Of course, that was before he felt his grip on power under real threat just before the 2000 general elections — when the nine-month-old MDC opposition party, led by Morgan Richard Tsvangirai, proved beyond doubt that it could vanquish Zanu PF.
In fact, the MDC won 57 of the 120 seats (with 47% of the popular vote), and Zanu PF won 63 seats and carried approximately 48% of the popular vote, at the June 2000 plebiscite saw a phenomenal, unprecedented performance by any opposition in Zimbabwe.
Haunted by nightmares of losing power, Mugabe lashed out at anyone he perceived as supporting or even bankrolling the MDC — thereby, unleashing reign of terror on the white community he had appeared to lovingly embrace.
Suddenly, the ploughshares were swiftly turned into guns!
The white community was declared enemy number one.
At that time, I recall wondering if Mugabe's so-called vows of reconciliation and love were a huge sham — motivated by the belief that the community was not a serious threat to his grip on power.
This is the same scenario we still see today — long after Mugabe's ousting from office, ironically by his own comrades in November 2017 — with the apparent closeness and friendship between his successor Emmerson Mnangagwa and some small politically-insignificant parties, collectively calling themselves Polad (Political Actors Dialogue).
I am sure all Zimbabweans are aware that this lovey-dovey relationship is purely because Mnangagwa and Zanu PF do not feel even remotely threatened by such puny parties as MDC (no longer the same party of Tsvangirai), NCA, or by whatever names others are known.
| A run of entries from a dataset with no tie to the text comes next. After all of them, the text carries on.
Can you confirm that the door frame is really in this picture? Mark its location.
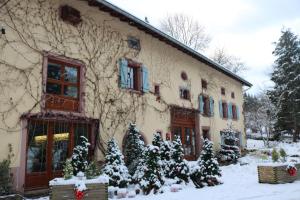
[24,119,97,191]
[170,106,201,160]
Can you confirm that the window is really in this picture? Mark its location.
[154,85,160,97]
[202,128,210,140]
[222,102,228,118]
[181,71,188,81]
[45,58,82,112]
[203,96,210,116]
[179,88,191,100]
[199,94,214,117]
[221,87,225,95]
[232,105,237,120]
[127,36,141,50]
[231,92,235,99]
[201,79,207,90]
[119,58,149,92]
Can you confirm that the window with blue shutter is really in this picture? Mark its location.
[142,65,149,92]
[219,100,223,118]
[209,97,214,116]
[236,106,240,120]
[228,103,233,119]
[119,58,128,88]
[199,95,204,114]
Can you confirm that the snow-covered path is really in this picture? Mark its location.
[123,163,300,200]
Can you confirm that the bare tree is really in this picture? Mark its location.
[212,48,247,74]
[160,13,211,51]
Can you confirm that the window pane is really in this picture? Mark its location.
[64,67,78,83]
[64,85,78,98]
[46,82,61,94]
[52,123,70,171]
[127,67,134,89]
[74,124,89,146]
[26,122,47,173]
[47,63,61,80]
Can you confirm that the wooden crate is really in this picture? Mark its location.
[257,164,300,184]
[50,183,108,200]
Yet, he cannot stand the sight, or even mention of CCC, Nelson Chamisa, Tendai Biti, or Job Sikhala — whom, I am quite convinced, keep him awake all night — in terror or scheming how to make their lives hell on earth.
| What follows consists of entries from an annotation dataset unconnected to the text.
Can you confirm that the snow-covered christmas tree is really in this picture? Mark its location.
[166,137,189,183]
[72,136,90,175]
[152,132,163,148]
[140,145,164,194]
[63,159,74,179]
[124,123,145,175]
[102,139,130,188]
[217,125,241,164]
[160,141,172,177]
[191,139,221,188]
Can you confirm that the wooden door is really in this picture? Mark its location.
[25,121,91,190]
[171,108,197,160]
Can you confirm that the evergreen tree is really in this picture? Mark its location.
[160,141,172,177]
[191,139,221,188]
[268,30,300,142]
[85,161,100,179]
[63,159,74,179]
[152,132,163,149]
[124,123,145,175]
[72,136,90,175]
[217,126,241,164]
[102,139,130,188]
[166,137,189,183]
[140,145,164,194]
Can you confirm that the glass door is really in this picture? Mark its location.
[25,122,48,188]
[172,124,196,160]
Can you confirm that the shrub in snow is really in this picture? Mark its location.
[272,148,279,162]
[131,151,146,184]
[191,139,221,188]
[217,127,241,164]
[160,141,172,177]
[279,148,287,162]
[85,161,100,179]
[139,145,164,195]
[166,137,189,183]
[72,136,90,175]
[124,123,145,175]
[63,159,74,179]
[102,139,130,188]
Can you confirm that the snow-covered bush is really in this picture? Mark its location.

That is how African leaders generally behave.
It is all smiles and cordial handshakes when all is well, safe and comfortable for the incumbent — let us not forget the ANC holds 230 seats in South Africa's Parliament, while its closest rival DA, and EFF have 84 and 44, respectively.
Let, there be a real threat on his hold on power, and all hell breaks loose. He quickly transforms from a cuddly teddy bear to a ferocious grizzly bear.
I strongly believe that should Malema pose a genuine threat to Ramaphosa or the ANC party — the script will be totally different from what we enviously observed in Lesotho.